La principessa si sentì mancare il cuore. Era per lei, per lei che la Croda s’era fatta tanto bella, s’era ammantata di broccati di luce, s’era cinta di aristocratiche sembianze, per confondere i suoi nemici, per esaltare la sua figliola! Era un miracolo d’amore, questo… Ed allora, non potendo più resistere al richiamo che sentiva dentro di sé, approfittando del fatto che tutti stavano rapiti a contemplare la montagna porporina, la giovane fuggì e, risalendo la valle, ritrovò la sua capanna e fu di nuovo libera e felice.

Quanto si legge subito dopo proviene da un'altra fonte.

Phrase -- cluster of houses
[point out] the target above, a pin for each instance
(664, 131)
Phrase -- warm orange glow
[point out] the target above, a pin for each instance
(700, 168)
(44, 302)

Quando il principe tornò e seppe che sua moglie era scomparsa, pensò subito dove avrebbe potuto rintracciarla e partì di gran carriera verso la Croda. Lassù ritrovò la fuggitiva, che lo accolse con tutta la sua gioia, ma non volle tornare alla reggia, dove regnava la malignità e l’ipocrisia. Posto nella alternativa di rinunciare alla moglie o alla successione al trono, il giovane non esitò: scelse la sconfinata pace della Croda e restò nella silvestre capanna accanto alla sua donna. I due vissero liberi e felici ed allevarono tanti e tanti figlioli, sani arditi e belli, come i loro genitori.
Da quella sera lontana la Croda ripete il suo miracolo d’amore, diventando, al tramonto, la più bella, la più fiammeggiante vetta dei Monti Pallidi. E perciò d allora in poi fu chiamata la “Croda Rossa”.